O governo terá dificuldades para entregar à iniciativa privada a concessão de novas usinas hidrelétricas no próximo leilão de energia, na primeira quinzena de outubro. Ações desencadeadas pelo Ministério Público e entidades ambientalistas podem impedir a licitação de pelo menos três empreendimentos no Paraná: as usinas de Baixo Iguaçu, Mauá e Salto Grande. Juntos, esses projetos totalizam 764 megawatts (MW) de potência instalada. A hidrelétrica de Dardanelos, com capacidade para gerar 251 MW, também sofrerá contestações na Justiça pelos promotores de Mato Grosso.

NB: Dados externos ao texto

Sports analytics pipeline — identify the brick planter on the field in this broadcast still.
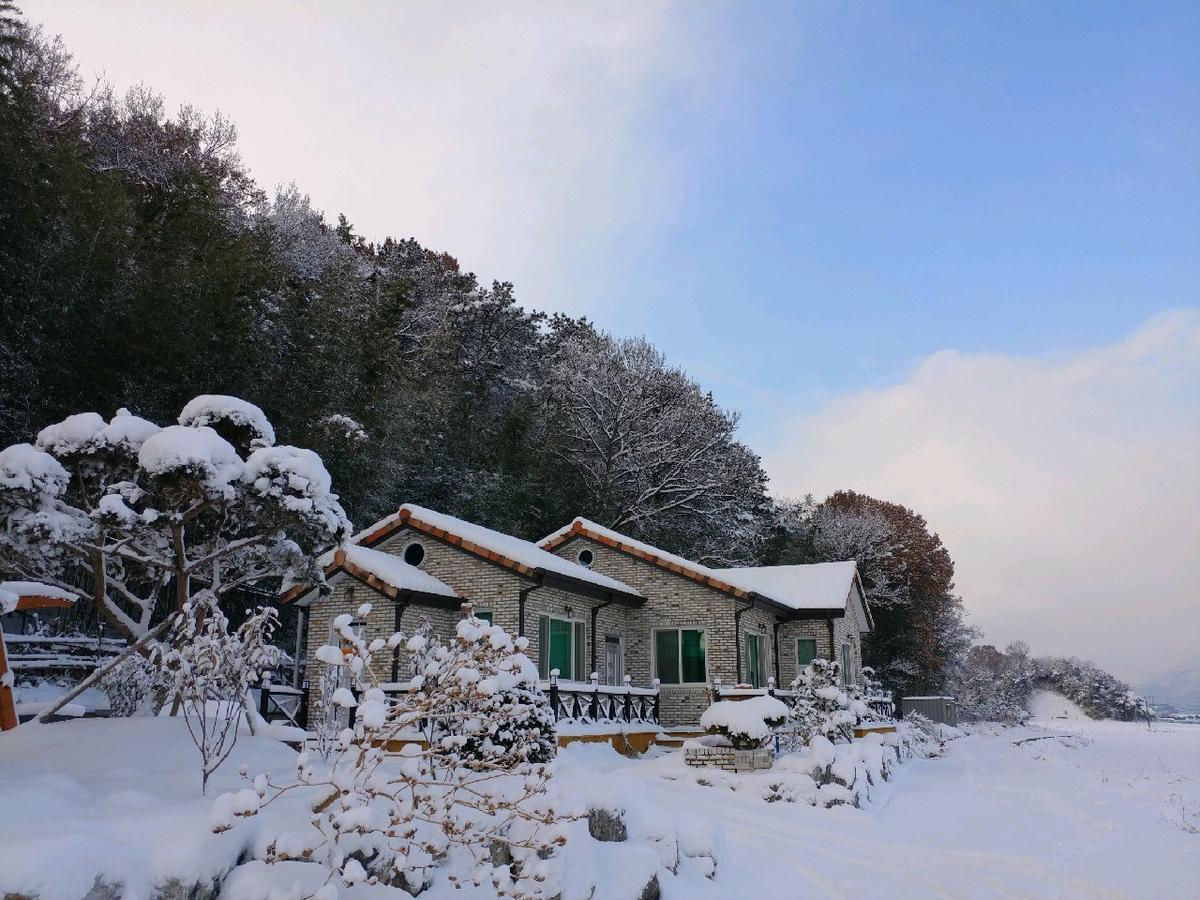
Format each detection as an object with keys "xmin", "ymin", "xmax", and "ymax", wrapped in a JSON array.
[{"xmin": 683, "ymin": 745, "xmax": 773, "ymax": 772}]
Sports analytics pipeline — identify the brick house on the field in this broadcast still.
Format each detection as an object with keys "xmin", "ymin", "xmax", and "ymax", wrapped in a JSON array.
[
  {"xmin": 281, "ymin": 504, "xmax": 646, "ymax": 726},
  {"xmin": 285, "ymin": 506, "xmax": 873, "ymax": 729},
  {"xmin": 539, "ymin": 519, "xmax": 874, "ymax": 727}
]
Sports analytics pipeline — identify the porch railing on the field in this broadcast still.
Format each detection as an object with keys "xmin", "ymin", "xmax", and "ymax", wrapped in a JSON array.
[
  {"xmin": 257, "ymin": 681, "xmax": 309, "ymax": 730},
  {"xmin": 544, "ymin": 671, "xmax": 661, "ymax": 726}
]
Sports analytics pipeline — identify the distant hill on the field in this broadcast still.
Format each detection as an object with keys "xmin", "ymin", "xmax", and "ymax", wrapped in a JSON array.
[{"xmin": 1137, "ymin": 667, "xmax": 1200, "ymax": 713}]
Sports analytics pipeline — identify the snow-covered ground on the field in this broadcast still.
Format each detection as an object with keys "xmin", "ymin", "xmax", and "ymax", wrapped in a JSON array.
[
  {"xmin": 0, "ymin": 715, "xmax": 1196, "ymax": 898},
  {"xmin": 1026, "ymin": 688, "xmax": 1089, "ymax": 721}
]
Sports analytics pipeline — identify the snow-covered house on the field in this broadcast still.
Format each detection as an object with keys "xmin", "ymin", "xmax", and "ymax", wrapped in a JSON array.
[
  {"xmin": 281, "ymin": 505, "xmax": 649, "ymax": 733},
  {"xmin": 539, "ymin": 519, "xmax": 874, "ymax": 727},
  {"xmin": 287, "ymin": 506, "xmax": 873, "ymax": 731}
]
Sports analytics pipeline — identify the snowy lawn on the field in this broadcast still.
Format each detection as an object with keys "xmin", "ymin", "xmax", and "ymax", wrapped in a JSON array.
[
  {"xmin": 558, "ymin": 717, "xmax": 1200, "ymax": 898},
  {"xmin": 1, "ymin": 715, "xmax": 1196, "ymax": 898}
]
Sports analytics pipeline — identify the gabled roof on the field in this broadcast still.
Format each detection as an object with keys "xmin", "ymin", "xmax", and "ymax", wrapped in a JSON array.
[
  {"xmin": 541, "ymin": 518, "xmax": 761, "ymax": 601},
  {"xmin": 281, "ymin": 545, "xmax": 460, "ymax": 607},
  {"xmin": 713, "ymin": 562, "xmax": 874, "ymax": 630},
  {"xmin": 541, "ymin": 518, "xmax": 873, "ymax": 628},
  {"xmin": 291, "ymin": 504, "xmax": 643, "ymax": 606}
]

São seis os empreendimentos que o governo quer leiloar em outubro. Eles fazem parte da carteira de 17 projetos cujas concessões o Ministério de Minas e Energia planejava outorgar em dezembro do ano passado. A falta de licenciamento ambiental ou liminares de última hora só permitiram a licitação de sete projetos. Sobraram dez. Agora, apenas duas usinas localizadas no Rio de Janeiro - Barra do Pomba (80 MW) e Cambuci (50 MW) - não devem enfrentar grandes incertezas para o leilão.
Ontem, a Justiça Federal no Paraná acatou pedido de liminar contra o licenciamento de Baixo Iguaçu. Uma ação movida pela ONG Liga Ambiental argumenta que a autorização para a hidrelétrica deve ser dada pelo Ibama e não pelo órgão estadual de meio ambiente, pois ela está situada no entorno do Parque Nacional do Iguaçu, unidade de conservação de responsabilidade da União.
Segundo o governo, as dúvidas que cercam a outorga das novas usinas não vão interferir no sucesso do próximo leilão. As seis hidrelétricas somam 1.145 MW - muito pouco em relação aos mais de 24 mil MW de energia dos 171 empreendimentos cadastrados para o pregão. Maurício Tolmasquim, presidente da Empresa de Pesquisa Energética (EPE), observa que esse é um leilão feito "tipicamente para as usinas botox". Ele refere-se a hidrelétricas que já possuem concessão - algumas em obras, inclusive -, mas ainda não venderam ao mercado toda a energia que podem gerar. É o caso de Estreito, Foz do Chapecó, Serra do Facão, Salto Pilão e São Salvador.
A energia negociada deverá ser entregue a partir de 2011. "Em termos de segurança para o setor elétrico, essas usinas têm o mesmo valor de Mauá ou Baixo Iguaçu", compara. Na verdade, a capacidade das usinas botox é até maior do que boa parte das novas hidrelétricas. De certa forma, elas estão em estágio mais avançado e já são consideradas no planejamento dos analistas e do setor produtivo.
De acordo com a EPE, foram cadastrados para o leilão projetos que somam 8.732 MW de energia proveniente de fonte hídrica e 5.864 MW de energia oriunda de gás natural. O secretário de Planejamento e Desenvolvimento Energético do Ministério de Minas e Energia, Márcio Zimmermann, lembrou ainda a forte presença da energia de biomassa - serão 1.051 MW. "Mas a nossa expectativa é poder licitar as usinas (hidrelétricas) novas também", diz o secretário.
Não será uma tarefa fácil. Uma liminar impede a concessão de Salto Grande. No caso de Mauá, o procurador federal Akira Omoto ajuizou uma ação civil pública, no dia 10, em que aponta uma "multiplicidade de indícios de fraude" no estudo de impacto ambiental da usina. Segundo ele, o próprio parecer dos técnicos recomendava à diretoria do Instituto Ambiental do Paraná (IAP) que o EIA/Rima fosse complementado.
Amoto pede à Justiça a nulidade do estudo e o cancelamento da licença prévia expedida pelo IAP. No Mato Grosso, o Ministério Público Estadual prepara novas medidas para tentar barrar a concessão da usina de Dardanelos. Em dezembro, a outorga só não foi concedida devido a uma liminar. "Se a situação do empreendimento for idêntica à do leilão anterior, naturalmente o procedimento da Aneel se sujeita a questionamento judicial", diz o promotor Kledson Dionysio de Oliveira. A aposta do governo está nos chamados projetos "estruturantes", como o Complexo do Rio Madeira. Mas, nesse caso, o processo está atrasado.